Pietro Di Meglio: Man, i'd love to be a pilot
Rafa Petterson: Why don't you just turn the engines around? That'd be cooler ;)
otosflashymoon: I just wish you would use a lapel mic.
scoobydoobytoob: Thank you for the informative videos Cap'n Joe! I do have a question regarding tri-jet designed airliners, which I understand that fuel costs and larger engine reliability today helps to negate my inquiry?! Why do manufacturers not have a mid-size tail engine built into all dual engine airliner and have dual mid-size tail engines built into every four engine Jumbo Jet or A380 airliners and above, only for emergency uses like when both dual engine planes fail on/after takeoff to keep enough air speed until being able to safely land? Or, having the dual mid-size engines below the tail also assisting takeoff and, in the unlikely event of all four engines failing in inclement weather in flight over the Ocean, in order to aid the plane to get to a safe landing on land? Is this an unnecessary idea or would this help in emergencies?? Also, another specific reason I ask why we do not have a stacked engine design in airliners is, when my wife and I flew into La Guardia last year, we were seated in the rear of the plane and due to high wind speeds, cross winds and up/down forces that day the tail was all over the place and we were terribly frightened! Would a smaller tail jet engine help to control the descent at 3 points of propulsion or are just two or four engines on the wings enough??

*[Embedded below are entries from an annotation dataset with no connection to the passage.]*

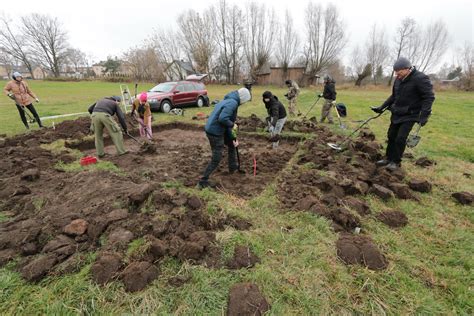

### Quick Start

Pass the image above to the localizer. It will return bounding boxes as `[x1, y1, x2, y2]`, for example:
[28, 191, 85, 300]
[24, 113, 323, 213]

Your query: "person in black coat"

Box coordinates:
[262, 91, 287, 149]
[319, 75, 337, 124]
[372, 57, 435, 171]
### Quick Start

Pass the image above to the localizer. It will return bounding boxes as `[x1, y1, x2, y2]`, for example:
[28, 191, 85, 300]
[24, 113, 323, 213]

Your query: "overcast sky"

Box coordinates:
[0, 0, 474, 71]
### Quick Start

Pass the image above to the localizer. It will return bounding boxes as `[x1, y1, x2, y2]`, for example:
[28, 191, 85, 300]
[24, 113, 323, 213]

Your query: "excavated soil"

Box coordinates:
[0, 117, 431, 292]
[227, 283, 270, 316]
[336, 234, 388, 270]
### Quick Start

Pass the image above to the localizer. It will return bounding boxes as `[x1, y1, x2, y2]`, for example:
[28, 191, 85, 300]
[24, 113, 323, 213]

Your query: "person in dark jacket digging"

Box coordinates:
[197, 88, 250, 189]
[88, 96, 127, 158]
[372, 57, 435, 171]
[262, 91, 287, 149]
[319, 75, 337, 124]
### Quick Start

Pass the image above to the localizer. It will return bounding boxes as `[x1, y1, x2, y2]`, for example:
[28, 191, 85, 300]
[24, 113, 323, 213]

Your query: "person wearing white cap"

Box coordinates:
[3, 71, 43, 129]
[197, 88, 251, 189]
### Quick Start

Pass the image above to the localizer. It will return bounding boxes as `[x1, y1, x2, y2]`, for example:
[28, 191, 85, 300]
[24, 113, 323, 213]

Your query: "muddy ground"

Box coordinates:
[0, 116, 440, 298]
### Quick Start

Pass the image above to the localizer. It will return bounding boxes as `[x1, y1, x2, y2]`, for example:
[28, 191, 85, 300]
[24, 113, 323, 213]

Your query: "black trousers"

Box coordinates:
[200, 133, 238, 183]
[16, 103, 43, 128]
[386, 121, 416, 163]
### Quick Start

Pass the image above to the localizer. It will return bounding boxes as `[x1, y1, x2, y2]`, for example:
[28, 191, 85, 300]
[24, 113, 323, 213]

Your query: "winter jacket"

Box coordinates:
[88, 98, 127, 131]
[263, 95, 286, 126]
[323, 81, 337, 101]
[288, 81, 300, 100]
[3, 80, 36, 106]
[382, 67, 435, 124]
[205, 91, 240, 139]
[132, 99, 151, 122]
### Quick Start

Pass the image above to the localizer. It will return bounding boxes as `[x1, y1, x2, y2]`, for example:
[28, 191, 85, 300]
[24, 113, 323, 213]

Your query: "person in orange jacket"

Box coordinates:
[3, 71, 44, 129]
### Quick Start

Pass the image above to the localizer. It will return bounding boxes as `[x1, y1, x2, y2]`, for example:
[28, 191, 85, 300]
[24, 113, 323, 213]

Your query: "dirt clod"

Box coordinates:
[227, 246, 260, 269]
[21, 168, 40, 181]
[122, 261, 158, 292]
[91, 253, 122, 285]
[451, 192, 474, 205]
[20, 255, 58, 282]
[227, 283, 270, 316]
[64, 219, 89, 236]
[377, 211, 408, 227]
[336, 234, 388, 270]
[408, 179, 431, 193]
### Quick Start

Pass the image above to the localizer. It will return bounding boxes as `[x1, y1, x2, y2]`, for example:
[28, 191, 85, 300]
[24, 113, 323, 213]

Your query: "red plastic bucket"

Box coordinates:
[80, 156, 97, 166]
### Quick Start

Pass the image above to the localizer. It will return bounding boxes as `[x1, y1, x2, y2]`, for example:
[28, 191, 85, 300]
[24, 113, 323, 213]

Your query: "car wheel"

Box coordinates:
[196, 97, 204, 108]
[161, 100, 172, 113]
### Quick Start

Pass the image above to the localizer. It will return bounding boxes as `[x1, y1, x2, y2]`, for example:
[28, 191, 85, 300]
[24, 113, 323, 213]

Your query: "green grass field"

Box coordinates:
[0, 81, 474, 315]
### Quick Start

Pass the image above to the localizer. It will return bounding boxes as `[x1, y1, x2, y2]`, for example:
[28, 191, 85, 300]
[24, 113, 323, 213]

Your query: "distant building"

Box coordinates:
[256, 66, 305, 86]
[164, 60, 196, 81]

daffidavit: Dear Captain Joe: I remember many many years ago, probably on a DC-9, the Captain would use reverse thrust to go backwards from the boarding gate at Melbourne Fl. Airport. I'm talking about the early 1970's when I was a student at FIT. I was also a certified private pilot at the young age of 17, so I probably knew what I remembered. So If my memory serves me correctly, you are right, the "Eastern Airline" DC-9's would push back using reverse thrust from the gate without the help of a "tug" for push back.. I know it happened because I know I experienced it. I just can't confirm with certainty which airline did it. I would bet it was Eastern Airlines at the time because that was one of the two airlines going from Kewr to Kmlb at the time. DPA
injahnet: How about a turbo prop reverse?
Raidzor つ ◕_◕ つ: Joe, or anyone else that know to answer these 3 questions:
1)Can reverse doors be opened without applying any braking power?
2) Is idle reverse actually using idle power or it still applies some thrust?
3) Can the reverse thrust be applied right before touchdown? Let's say under 10 feet?
Rajeev Prv: Hi joe, I have a question. When one of the engines of a 2 engine plane shuts off, will one of the wings not overshoot because the other wing is not having the thrust. How is this managed?
Andrew Hills: I wanna be an air traffic controller. Out of curiosity, ab how much of the flight time as a pilot is spent communicating with an atc
TJ Devereaux: Thanks Joe, I've always wondered exactly how it worked. I've flown hundreds of times but never knew! Thanks again, happy trails 🛬🛫✈️✈️✈️✈️✈️
HiGaming - Roblox and More: after hitting the runway 0:09
tbpom1003: Have you gone backward with reverse thrust?? haha Thanks for the awesome explanation!!
Neel Banerjee: Can reverse thrusters be used to reverse the plane on the tarmac instead of the push back truck?
nirmal kumar: Hello Captain Joe, I recently traveled to India in 737 before taxing I heard some wearied noise, later I noticed the same noise before taxing i.e., exactly after the doors are closed. Could you please explain me what it might be. Thank you
Peter Morgan: For anyone who's interested, this is a brilliant example of reverse thrust in action. Thanks for the video Captain Joe!
Alex Derus: What about when a plane does a reverse thrust move known as a "power back?"
AeroWilly 974: hi
thanks for this video Captain !
+1 subcriber and like 😉
good flights 😀✈
Rare Form: frust
Aslanbek Aslanbayev: My report would say:
I used full reverse thrust to piss off these pompous kniggets who think airplanes are evil because they make noise.